Rich Forsyth said...

Glad to hear that your team is safe and well.

This is a great summary and does point out some until now unthinkable provisions that should be included in risk planning. Sorry you had to think these through at all but your points can be useful to others in now for future planning. Thank you for your efforts.

Jan Adler said...

Dr. Halamka, I commend your staff on their response to that horrible event. I also commend you for striving to meet the needs of the public while securing their privacy. As a RN, I understand how important the patient's history is when treatment is necessary.
Thank you for your hard work and being a patient advocate.

Tom Mariner said...

Just reviewing your post, a month post-event.

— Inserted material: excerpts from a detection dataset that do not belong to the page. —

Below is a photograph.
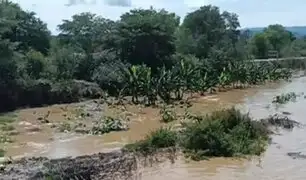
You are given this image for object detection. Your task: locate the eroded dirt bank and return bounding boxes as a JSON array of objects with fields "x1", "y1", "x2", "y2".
[
  {"x1": 0, "y1": 148, "x2": 179, "y2": 180},
  {"x1": 0, "y1": 151, "x2": 137, "y2": 180},
  {"x1": 0, "y1": 77, "x2": 306, "y2": 180}
]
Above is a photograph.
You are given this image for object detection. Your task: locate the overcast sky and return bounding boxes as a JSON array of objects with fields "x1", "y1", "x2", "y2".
[{"x1": 13, "y1": 0, "x2": 306, "y2": 33}]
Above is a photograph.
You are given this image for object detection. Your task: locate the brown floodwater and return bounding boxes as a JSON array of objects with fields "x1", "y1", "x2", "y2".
[{"x1": 1, "y1": 77, "x2": 306, "y2": 180}]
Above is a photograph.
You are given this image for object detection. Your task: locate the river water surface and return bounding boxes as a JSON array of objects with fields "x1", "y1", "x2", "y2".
[{"x1": 2, "y1": 77, "x2": 306, "y2": 180}]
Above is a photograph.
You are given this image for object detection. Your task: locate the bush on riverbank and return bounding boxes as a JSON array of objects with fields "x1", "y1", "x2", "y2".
[
  {"x1": 182, "y1": 108, "x2": 269, "y2": 158},
  {"x1": 0, "y1": 79, "x2": 102, "y2": 112},
  {"x1": 272, "y1": 92, "x2": 298, "y2": 104},
  {"x1": 126, "y1": 108, "x2": 270, "y2": 160},
  {"x1": 125, "y1": 128, "x2": 178, "y2": 154}
]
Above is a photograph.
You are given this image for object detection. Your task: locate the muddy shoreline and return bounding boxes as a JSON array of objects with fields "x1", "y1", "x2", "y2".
[
  {"x1": 0, "y1": 151, "x2": 137, "y2": 180},
  {"x1": 0, "y1": 148, "x2": 179, "y2": 180}
]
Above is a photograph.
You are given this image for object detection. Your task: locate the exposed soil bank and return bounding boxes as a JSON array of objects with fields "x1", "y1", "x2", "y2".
[
  {"x1": 0, "y1": 149, "x2": 176, "y2": 180},
  {"x1": 0, "y1": 151, "x2": 137, "y2": 180}
]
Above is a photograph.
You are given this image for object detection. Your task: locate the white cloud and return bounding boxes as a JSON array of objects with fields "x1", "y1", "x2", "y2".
[{"x1": 13, "y1": 0, "x2": 306, "y2": 32}]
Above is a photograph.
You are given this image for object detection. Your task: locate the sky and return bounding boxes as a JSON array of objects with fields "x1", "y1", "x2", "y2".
[{"x1": 12, "y1": 0, "x2": 306, "y2": 34}]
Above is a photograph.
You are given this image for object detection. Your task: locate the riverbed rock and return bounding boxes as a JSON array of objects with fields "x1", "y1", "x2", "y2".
[
  {"x1": 74, "y1": 127, "x2": 90, "y2": 134},
  {"x1": 287, "y1": 152, "x2": 306, "y2": 159},
  {"x1": 25, "y1": 125, "x2": 41, "y2": 132},
  {"x1": 0, "y1": 151, "x2": 137, "y2": 180},
  {"x1": 7, "y1": 130, "x2": 20, "y2": 136}
]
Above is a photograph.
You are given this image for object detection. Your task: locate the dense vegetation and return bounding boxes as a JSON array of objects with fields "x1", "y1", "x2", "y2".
[
  {"x1": 0, "y1": 0, "x2": 306, "y2": 111},
  {"x1": 126, "y1": 108, "x2": 270, "y2": 160}
]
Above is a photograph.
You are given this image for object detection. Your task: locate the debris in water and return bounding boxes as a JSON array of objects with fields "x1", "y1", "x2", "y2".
[
  {"x1": 287, "y1": 152, "x2": 306, "y2": 159},
  {"x1": 261, "y1": 114, "x2": 301, "y2": 129},
  {"x1": 282, "y1": 111, "x2": 292, "y2": 115}
]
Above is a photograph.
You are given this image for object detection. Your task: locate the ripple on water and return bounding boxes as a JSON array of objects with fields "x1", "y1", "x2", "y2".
[{"x1": 4, "y1": 77, "x2": 306, "y2": 180}]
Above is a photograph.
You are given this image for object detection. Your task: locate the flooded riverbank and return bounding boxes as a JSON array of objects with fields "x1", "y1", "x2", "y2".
[
  {"x1": 3, "y1": 77, "x2": 306, "y2": 180},
  {"x1": 143, "y1": 75, "x2": 306, "y2": 180}
]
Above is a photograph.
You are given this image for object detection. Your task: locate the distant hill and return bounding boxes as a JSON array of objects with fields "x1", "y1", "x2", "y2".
[{"x1": 243, "y1": 26, "x2": 306, "y2": 37}]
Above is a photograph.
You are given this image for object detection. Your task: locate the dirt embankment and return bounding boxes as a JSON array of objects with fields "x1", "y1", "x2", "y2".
[
  {"x1": 0, "y1": 151, "x2": 138, "y2": 180},
  {"x1": 0, "y1": 148, "x2": 179, "y2": 180}
]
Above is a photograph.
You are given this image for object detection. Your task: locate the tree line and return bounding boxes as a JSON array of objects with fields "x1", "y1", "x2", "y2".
[{"x1": 0, "y1": 0, "x2": 306, "y2": 111}]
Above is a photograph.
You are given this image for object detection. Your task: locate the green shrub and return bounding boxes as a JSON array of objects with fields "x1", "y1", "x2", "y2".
[
  {"x1": 181, "y1": 108, "x2": 269, "y2": 159},
  {"x1": 272, "y1": 92, "x2": 297, "y2": 104},
  {"x1": 0, "y1": 125, "x2": 15, "y2": 131},
  {"x1": 91, "y1": 117, "x2": 128, "y2": 135},
  {"x1": 159, "y1": 106, "x2": 176, "y2": 123},
  {"x1": 0, "y1": 149, "x2": 5, "y2": 157},
  {"x1": 125, "y1": 128, "x2": 178, "y2": 154}
]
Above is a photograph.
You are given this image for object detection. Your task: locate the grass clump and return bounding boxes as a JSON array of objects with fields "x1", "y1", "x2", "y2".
[
  {"x1": 159, "y1": 106, "x2": 176, "y2": 123},
  {"x1": 182, "y1": 108, "x2": 269, "y2": 159},
  {"x1": 272, "y1": 92, "x2": 298, "y2": 104},
  {"x1": 91, "y1": 116, "x2": 128, "y2": 135},
  {"x1": 126, "y1": 108, "x2": 270, "y2": 160},
  {"x1": 0, "y1": 149, "x2": 5, "y2": 157},
  {"x1": 0, "y1": 113, "x2": 16, "y2": 125},
  {"x1": 125, "y1": 128, "x2": 178, "y2": 154},
  {"x1": 0, "y1": 124, "x2": 15, "y2": 131}
]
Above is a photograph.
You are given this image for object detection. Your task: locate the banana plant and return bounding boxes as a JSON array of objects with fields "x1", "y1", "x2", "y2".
[{"x1": 218, "y1": 68, "x2": 230, "y2": 88}]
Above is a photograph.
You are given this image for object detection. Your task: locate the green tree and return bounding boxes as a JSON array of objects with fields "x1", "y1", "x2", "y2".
[
  {"x1": 25, "y1": 50, "x2": 46, "y2": 79},
  {"x1": 0, "y1": 0, "x2": 50, "y2": 55},
  {"x1": 179, "y1": 5, "x2": 230, "y2": 58},
  {"x1": 252, "y1": 33, "x2": 269, "y2": 58},
  {"x1": 58, "y1": 13, "x2": 113, "y2": 80},
  {"x1": 107, "y1": 8, "x2": 179, "y2": 71},
  {"x1": 263, "y1": 24, "x2": 294, "y2": 53}
]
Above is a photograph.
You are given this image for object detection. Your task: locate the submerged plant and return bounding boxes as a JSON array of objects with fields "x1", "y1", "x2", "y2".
[
  {"x1": 90, "y1": 116, "x2": 128, "y2": 135},
  {"x1": 125, "y1": 128, "x2": 178, "y2": 154},
  {"x1": 159, "y1": 106, "x2": 176, "y2": 123},
  {"x1": 272, "y1": 92, "x2": 297, "y2": 104},
  {"x1": 182, "y1": 108, "x2": 268, "y2": 160},
  {"x1": 0, "y1": 149, "x2": 5, "y2": 158}
]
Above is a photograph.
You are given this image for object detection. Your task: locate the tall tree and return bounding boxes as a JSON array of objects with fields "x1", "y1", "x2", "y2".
[
  {"x1": 58, "y1": 13, "x2": 114, "y2": 80},
  {"x1": 0, "y1": 0, "x2": 51, "y2": 55},
  {"x1": 107, "y1": 8, "x2": 179, "y2": 70}
]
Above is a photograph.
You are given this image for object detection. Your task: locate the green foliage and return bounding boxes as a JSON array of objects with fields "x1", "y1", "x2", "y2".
[
  {"x1": 182, "y1": 109, "x2": 268, "y2": 157},
  {"x1": 109, "y1": 9, "x2": 179, "y2": 71},
  {"x1": 90, "y1": 117, "x2": 128, "y2": 135},
  {"x1": 0, "y1": 0, "x2": 306, "y2": 111},
  {"x1": 0, "y1": 0, "x2": 50, "y2": 55},
  {"x1": 25, "y1": 50, "x2": 46, "y2": 79},
  {"x1": 0, "y1": 149, "x2": 5, "y2": 157},
  {"x1": 125, "y1": 128, "x2": 178, "y2": 155},
  {"x1": 159, "y1": 106, "x2": 176, "y2": 123},
  {"x1": 272, "y1": 92, "x2": 297, "y2": 104},
  {"x1": 125, "y1": 108, "x2": 270, "y2": 160}
]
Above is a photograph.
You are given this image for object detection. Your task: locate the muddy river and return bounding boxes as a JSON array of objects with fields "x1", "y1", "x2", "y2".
[{"x1": 1, "y1": 77, "x2": 306, "y2": 180}]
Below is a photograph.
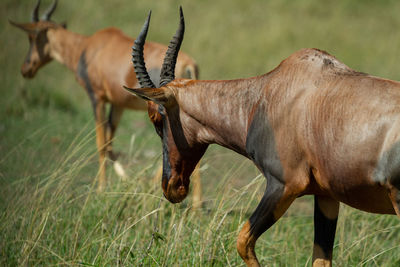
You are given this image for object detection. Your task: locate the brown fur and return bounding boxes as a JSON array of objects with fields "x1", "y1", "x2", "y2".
[
  {"x1": 127, "y1": 49, "x2": 400, "y2": 266},
  {"x1": 10, "y1": 4, "x2": 198, "y2": 193}
]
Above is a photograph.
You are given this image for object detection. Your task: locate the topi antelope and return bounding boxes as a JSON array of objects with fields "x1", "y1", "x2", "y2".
[
  {"x1": 126, "y1": 7, "x2": 400, "y2": 266},
  {"x1": 10, "y1": 0, "x2": 200, "y2": 201}
]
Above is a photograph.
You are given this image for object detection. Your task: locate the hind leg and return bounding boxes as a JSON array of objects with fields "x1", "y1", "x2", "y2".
[
  {"x1": 237, "y1": 178, "x2": 296, "y2": 266},
  {"x1": 313, "y1": 196, "x2": 339, "y2": 267},
  {"x1": 389, "y1": 186, "x2": 400, "y2": 218}
]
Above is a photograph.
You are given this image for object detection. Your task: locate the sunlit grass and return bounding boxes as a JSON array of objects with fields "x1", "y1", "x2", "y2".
[{"x1": 0, "y1": 0, "x2": 400, "y2": 266}]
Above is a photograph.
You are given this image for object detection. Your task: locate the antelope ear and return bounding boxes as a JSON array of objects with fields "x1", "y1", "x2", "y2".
[
  {"x1": 124, "y1": 86, "x2": 174, "y2": 106},
  {"x1": 8, "y1": 19, "x2": 36, "y2": 33}
]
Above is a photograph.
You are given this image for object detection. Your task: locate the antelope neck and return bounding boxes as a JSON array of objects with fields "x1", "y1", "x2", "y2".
[
  {"x1": 47, "y1": 27, "x2": 87, "y2": 72},
  {"x1": 176, "y1": 75, "x2": 267, "y2": 156}
]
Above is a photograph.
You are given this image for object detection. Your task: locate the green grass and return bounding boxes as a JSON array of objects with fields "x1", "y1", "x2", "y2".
[{"x1": 0, "y1": 0, "x2": 400, "y2": 266}]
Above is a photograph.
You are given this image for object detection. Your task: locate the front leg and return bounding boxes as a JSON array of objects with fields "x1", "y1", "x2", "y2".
[
  {"x1": 313, "y1": 196, "x2": 339, "y2": 267},
  {"x1": 93, "y1": 101, "x2": 107, "y2": 192},
  {"x1": 106, "y1": 104, "x2": 126, "y2": 180},
  {"x1": 106, "y1": 104, "x2": 124, "y2": 161},
  {"x1": 237, "y1": 178, "x2": 296, "y2": 266}
]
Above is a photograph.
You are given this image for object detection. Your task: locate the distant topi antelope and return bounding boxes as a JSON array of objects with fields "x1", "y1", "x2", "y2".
[
  {"x1": 10, "y1": 0, "x2": 200, "y2": 203},
  {"x1": 126, "y1": 7, "x2": 400, "y2": 266}
]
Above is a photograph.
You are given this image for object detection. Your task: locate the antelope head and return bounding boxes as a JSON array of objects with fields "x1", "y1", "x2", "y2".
[
  {"x1": 9, "y1": 0, "x2": 65, "y2": 78},
  {"x1": 125, "y1": 8, "x2": 208, "y2": 203}
]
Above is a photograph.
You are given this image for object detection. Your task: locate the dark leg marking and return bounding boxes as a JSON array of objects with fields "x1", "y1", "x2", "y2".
[
  {"x1": 249, "y1": 179, "x2": 284, "y2": 238},
  {"x1": 314, "y1": 196, "x2": 337, "y2": 259},
  {"x1": 106, "y1": 104, "x2": 124, "y2": 161},
  {"x1": 76, "y1": 51, "x2": 97, "y2": 119},
  {"x1": 246, "y1": 104, "x2": 284, "y2": 183}
]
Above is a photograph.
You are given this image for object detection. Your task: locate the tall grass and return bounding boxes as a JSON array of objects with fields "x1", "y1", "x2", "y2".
[{"x1": 0, "y1": 0, "x2": 400, "y2": 266}]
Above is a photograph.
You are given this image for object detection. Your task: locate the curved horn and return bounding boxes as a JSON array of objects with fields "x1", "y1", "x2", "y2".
[
  {"x1": 160, "y1": 6, "x2": 185, "y2": 86},
  {"x1": 42, "y1": 0, "x2": 58, "y2": 21},
  {"x1": 31, "y1": 0, "x2": 40, "y2": 22},
  {"x1": 132, "y1": 11, "x2": 156, "y2": 88}
]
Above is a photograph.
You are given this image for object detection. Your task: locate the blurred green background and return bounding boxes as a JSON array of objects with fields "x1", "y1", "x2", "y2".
[{"x1": 0, "y1": 0, "x2": 400, "y2": 266}]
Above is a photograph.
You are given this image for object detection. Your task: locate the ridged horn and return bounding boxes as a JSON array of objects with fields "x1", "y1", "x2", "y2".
[
  {"x1": 42, "y1": 0, "x2": 58, "y2": 21},
  {"x1": 31, "y1": 0, "x2": 40, "y2": 22},
  {"x1": 160, "y1": 6, "x2": 185, "y2": 86},
  {"x1": 132, "y1": 11, "x2": 156, "y2": 88}
]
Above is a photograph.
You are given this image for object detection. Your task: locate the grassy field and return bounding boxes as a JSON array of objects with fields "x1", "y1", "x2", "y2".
[{"x1": 0, "y1": 0, "x2": 400, "y2": 266}]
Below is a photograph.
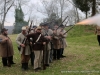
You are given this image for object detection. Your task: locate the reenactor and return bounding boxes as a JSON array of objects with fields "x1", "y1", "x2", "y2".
[
  {"x1": 42, "y1": 23, "x2": 53, "y2": 66},
  {"x1": 95, "y1": 26, "x2": 100, "y2": 46},
  {"x1": 16, "y1": 26, "x2": 31, "y2": 70},
  {"x1": 52, "y1": 25, "x2": 61, "y2": 60},
  {"x1": 30, "y1": 26, "x2": 37, "y2": 66},
  {"x1": 0, "y1": 28, "x2": 15, "y2": 67},
  {"x1": 59, "y1": 25, "x2": 67, "y2": 58},
  {"x1": 27, "y1": 27, "x2": 46, "y2": 72}
]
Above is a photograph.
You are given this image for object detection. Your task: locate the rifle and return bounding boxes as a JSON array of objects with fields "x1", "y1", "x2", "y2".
[
  {"x1": 20, "y1": 21, "x2": 33, "y2": 50},
  {"x1": 6, "y1": 36, "x2": 11, "y2": 67},
  {"x1": 43, "y1": 45, "x2": 47, "y2": 70},
  {"x1": 63, "y1": 25, "x2": 75, "y2": 35},
  {"x1": 56, "y1": 16, "x2": 68, "y2": 30}
]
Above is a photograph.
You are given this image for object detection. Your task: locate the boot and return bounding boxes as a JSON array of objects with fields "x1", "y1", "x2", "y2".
[
  {"x1": 2, "y1": 57, "x2": 7, "y2": 67},
  {"x1": 10, "y1": 56, "x2": 16, "y2": 64},
  {"x1": 22, "y1": 63, "x2": 25, "y2": 70},
  {"x1": 25, "y1": 63, "x2": 28, "y2": 70}
]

Sage advice from a boots-on-the-ground guy who can instantly extrapolate to a 10,000-foot, future-looking view.

Yes on the medical records exhange -- the quiet background of possible patient care improvement gets a light shone on it with a few hundred injuries within seconds and the law enforcement clamp down.

The unauthorized access of patient record access during such an emergency, or on high investigative value patients is innovative use of IT as a Homeland Security tool.

Although the "risk planning" has the same end goal of avoiding harm to a patient, operator, or environment, to a medical device developer, the methods and focus are different. In the case of a healthcare facility and those who provide means of helping medical professionals, EVERYTHING begins with assessing risks -- yes, we all are going to have to go back over our design files to see how we would hold up to something like the bombings and subsequent law-enforcement actions.